Going from a wide open mortgage industry that had virtually no regulation and that was referred to as the “wild wild west” to a highly government regulated industry is bound to have its share of growing pains. The mortgage world has seen far more than it’s share of growing pains. Once we got through the majority of the changes and the smoke cleared, I for one was in favor of this new world. The new regs protect consumers (or at least try to) and they narrow down the number of lenders out there taking advantage of unsuspecting consumers.

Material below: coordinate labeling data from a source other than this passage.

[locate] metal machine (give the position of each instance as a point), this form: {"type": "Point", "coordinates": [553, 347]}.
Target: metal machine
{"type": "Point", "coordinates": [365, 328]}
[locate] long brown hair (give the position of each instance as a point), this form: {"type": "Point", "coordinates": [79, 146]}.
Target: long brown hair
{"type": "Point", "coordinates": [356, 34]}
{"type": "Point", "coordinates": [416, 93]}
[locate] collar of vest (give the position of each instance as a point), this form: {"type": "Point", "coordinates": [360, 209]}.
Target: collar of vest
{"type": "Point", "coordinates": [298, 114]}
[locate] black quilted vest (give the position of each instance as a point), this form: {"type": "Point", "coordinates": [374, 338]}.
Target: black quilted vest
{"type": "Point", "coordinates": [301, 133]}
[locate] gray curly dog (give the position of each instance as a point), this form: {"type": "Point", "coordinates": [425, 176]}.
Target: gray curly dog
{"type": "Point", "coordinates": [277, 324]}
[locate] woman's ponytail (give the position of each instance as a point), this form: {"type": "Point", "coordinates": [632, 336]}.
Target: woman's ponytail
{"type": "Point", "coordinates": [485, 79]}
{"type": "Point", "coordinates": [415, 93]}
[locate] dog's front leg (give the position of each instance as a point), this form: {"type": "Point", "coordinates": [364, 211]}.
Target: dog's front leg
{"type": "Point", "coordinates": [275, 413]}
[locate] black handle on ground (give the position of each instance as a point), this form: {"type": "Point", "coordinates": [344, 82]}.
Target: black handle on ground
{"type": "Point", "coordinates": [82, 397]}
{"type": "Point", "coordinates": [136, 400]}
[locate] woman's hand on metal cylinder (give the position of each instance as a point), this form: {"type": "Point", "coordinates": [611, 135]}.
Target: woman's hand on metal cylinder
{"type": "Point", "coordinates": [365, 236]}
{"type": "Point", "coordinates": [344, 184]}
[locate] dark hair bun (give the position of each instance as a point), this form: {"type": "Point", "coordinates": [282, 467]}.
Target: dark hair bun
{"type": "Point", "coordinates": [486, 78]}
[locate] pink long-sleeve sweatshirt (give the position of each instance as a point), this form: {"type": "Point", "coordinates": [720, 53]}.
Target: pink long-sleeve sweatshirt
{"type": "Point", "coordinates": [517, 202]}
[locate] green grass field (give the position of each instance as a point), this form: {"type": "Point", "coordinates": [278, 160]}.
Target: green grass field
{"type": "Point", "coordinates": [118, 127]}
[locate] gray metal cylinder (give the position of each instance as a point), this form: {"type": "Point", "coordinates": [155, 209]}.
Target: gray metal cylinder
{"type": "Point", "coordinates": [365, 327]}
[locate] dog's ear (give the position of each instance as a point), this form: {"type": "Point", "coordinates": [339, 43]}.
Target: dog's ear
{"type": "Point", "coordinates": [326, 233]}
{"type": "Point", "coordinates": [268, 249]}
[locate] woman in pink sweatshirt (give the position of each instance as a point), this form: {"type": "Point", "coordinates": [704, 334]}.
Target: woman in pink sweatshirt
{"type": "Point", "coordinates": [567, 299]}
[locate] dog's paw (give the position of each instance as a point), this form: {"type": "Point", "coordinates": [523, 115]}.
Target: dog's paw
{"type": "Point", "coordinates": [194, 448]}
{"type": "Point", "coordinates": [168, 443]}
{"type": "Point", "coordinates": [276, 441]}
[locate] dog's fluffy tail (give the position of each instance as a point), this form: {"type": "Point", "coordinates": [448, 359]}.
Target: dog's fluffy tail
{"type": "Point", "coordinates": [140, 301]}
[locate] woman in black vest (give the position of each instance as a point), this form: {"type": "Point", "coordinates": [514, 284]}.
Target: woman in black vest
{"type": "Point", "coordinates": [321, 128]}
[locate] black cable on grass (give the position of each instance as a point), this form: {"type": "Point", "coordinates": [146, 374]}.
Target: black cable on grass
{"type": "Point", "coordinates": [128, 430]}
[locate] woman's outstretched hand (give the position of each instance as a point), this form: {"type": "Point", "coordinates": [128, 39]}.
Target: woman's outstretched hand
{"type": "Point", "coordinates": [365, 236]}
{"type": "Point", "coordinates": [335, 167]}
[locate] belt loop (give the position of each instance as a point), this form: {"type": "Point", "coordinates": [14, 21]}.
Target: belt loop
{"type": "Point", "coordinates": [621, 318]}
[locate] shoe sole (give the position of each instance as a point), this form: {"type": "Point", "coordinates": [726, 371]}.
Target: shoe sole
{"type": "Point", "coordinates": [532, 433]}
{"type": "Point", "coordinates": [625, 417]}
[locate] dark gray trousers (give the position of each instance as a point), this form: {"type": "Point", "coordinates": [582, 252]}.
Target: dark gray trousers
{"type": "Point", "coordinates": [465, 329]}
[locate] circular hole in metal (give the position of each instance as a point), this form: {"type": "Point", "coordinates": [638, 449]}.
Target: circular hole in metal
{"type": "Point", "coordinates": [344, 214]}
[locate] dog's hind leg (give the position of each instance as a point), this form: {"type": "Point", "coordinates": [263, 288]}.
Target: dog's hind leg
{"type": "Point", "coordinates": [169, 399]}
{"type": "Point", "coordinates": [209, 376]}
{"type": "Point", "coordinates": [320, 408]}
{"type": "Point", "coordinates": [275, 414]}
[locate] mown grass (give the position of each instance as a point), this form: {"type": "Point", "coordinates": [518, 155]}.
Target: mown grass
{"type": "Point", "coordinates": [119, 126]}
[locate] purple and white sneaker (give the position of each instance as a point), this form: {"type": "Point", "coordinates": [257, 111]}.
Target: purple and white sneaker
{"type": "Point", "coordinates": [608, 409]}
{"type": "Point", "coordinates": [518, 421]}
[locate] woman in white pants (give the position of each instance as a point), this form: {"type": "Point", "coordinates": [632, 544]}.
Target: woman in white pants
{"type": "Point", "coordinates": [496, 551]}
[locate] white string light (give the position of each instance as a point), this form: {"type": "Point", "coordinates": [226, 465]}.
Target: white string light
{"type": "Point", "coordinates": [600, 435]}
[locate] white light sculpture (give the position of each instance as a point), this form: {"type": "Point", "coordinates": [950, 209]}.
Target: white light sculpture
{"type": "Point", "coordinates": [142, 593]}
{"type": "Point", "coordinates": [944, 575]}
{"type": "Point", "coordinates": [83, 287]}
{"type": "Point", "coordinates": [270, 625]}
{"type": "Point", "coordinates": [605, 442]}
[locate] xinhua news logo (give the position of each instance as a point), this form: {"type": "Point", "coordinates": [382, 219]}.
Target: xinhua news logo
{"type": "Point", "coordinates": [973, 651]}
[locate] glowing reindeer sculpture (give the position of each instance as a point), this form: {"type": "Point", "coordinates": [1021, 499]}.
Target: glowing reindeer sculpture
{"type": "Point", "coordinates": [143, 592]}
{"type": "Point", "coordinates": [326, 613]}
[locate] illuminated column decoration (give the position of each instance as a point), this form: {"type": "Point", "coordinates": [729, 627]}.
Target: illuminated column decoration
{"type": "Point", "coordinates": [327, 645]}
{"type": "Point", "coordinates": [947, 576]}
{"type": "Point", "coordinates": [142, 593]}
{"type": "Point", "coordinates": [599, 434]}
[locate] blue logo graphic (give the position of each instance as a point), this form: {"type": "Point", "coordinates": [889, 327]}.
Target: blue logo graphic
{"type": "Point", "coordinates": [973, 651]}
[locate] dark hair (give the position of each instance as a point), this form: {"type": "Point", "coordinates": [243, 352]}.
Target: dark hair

Have we gone too far? Yes – but what is the other option? In a world that is anything but perfect the other option is not going far enough. Pick your preference. Where do you draw the compliance line these days? The CFPB – who is now in charge of enforcing RESPA guidelines (has been since July 2011) and whose mission is to protect consumers – is on the hunt to sniff out industry violations large and small.
CFPB Watching it All
The CFPB is looking in every drawer and under every door mat for a violation or even just the relative of a violation if you catch my drift. Try this on for size – the CFPB is now stating that lenders CANNOT list minimum credit score requirements on their websites and marketing materials. They say it is misleading. In my humble opinion leaving a minimum credit score as a mystery is misleading. So how can the CFPB say it’s misleading or better yet “discouraging.” Their claim is that a consumer may see a minimum credit score and:
1. Not apply due to the fact that they think their credit scores may be lower than they really are
2. Not apply knowing they have a low credit score however a loan officer may have been able to help them improve their credit
If you keep an open mind (and look fairly at both sides) it is possible to see the CFPB’s point of view. It is fair to make an argument for either side. In the end, the CFPB’s argument holds a lot more weight than mine so we bow to the almighty mortgage police and stay out of pin stripe jumpsuits.